La paysanne dont il était l'hôte mit au monde, pendant la nuit, un enfant, et Goldmund assistait à l'accouchement, car on était venu le chercher dans la grange pour qu'il aidât, bien qu'à la fin il ne se soit rien trouvé à faire pour lui, si ce n'est de tenir la lumière tandis que la sage femme remplissait son office.
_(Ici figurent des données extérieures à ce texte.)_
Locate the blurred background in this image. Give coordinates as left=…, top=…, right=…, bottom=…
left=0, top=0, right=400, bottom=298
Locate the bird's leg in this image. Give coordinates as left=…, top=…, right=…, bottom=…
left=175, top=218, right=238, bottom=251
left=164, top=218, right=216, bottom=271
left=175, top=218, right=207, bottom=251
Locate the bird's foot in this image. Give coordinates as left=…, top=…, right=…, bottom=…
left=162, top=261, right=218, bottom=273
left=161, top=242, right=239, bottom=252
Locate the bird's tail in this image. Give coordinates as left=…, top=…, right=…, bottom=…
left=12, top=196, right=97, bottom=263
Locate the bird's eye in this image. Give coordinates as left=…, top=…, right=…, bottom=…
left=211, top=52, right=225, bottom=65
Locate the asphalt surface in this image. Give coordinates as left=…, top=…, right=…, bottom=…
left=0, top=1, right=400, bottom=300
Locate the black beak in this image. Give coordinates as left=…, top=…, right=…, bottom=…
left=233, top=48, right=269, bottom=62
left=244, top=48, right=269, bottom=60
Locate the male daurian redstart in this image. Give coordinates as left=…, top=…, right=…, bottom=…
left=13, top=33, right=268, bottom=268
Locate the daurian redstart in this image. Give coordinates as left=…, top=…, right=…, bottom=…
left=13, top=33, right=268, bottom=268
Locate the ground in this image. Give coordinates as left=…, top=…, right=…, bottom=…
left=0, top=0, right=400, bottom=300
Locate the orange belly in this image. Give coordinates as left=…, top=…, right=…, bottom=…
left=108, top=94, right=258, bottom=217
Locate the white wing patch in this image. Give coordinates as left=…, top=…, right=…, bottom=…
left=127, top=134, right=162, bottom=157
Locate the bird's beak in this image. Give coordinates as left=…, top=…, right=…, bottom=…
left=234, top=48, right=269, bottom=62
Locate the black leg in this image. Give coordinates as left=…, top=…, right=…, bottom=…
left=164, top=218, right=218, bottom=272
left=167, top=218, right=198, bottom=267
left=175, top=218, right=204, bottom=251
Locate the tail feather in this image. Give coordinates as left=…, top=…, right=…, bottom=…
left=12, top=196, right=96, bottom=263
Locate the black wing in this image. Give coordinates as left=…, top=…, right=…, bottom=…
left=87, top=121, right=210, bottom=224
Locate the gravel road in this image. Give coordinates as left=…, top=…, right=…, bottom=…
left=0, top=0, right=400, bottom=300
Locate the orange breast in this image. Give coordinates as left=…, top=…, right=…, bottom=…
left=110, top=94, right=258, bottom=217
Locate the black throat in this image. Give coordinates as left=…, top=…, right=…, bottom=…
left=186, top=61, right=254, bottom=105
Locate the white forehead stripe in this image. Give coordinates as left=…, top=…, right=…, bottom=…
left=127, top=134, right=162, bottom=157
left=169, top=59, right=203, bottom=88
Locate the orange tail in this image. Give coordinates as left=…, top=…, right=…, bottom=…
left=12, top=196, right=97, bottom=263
C'était la première fois qu'il assistait à une naissance et ses yeux ardents et étonnés restaient fixés sur le visage de l'accouchée, enrichis soudain d'une expérience nouvelle. Du moins ce qu'il perçut là sur la face de la mère lui sembla très important. A la lueur des copeaux résineux, pendant que son regard fixait avec une extrême curiosité la figure de la femme en couches dans ses grandes douleurs, il fit une découverte inattendue : les traits de son visage convulsé dans les cris étaient à peine différents de ceux qu'il avait observés sur les autres visages de femmes à l'instant de l'ivresse amoureuse. L'expression d'extrême douleur était plus violente, certes, et la défigurait davantage que l'expression d'extrême joie, mais au fond, elle n'en était pas différente, c'était la même contraction un peu grimaçante, le même embrasement qui s'éteignait ensuite. Sans qu'il comprît pourquoi, cette révélation que la douleur et la joie pouvaient se ressembler comme des sœurs le surprit étrangement.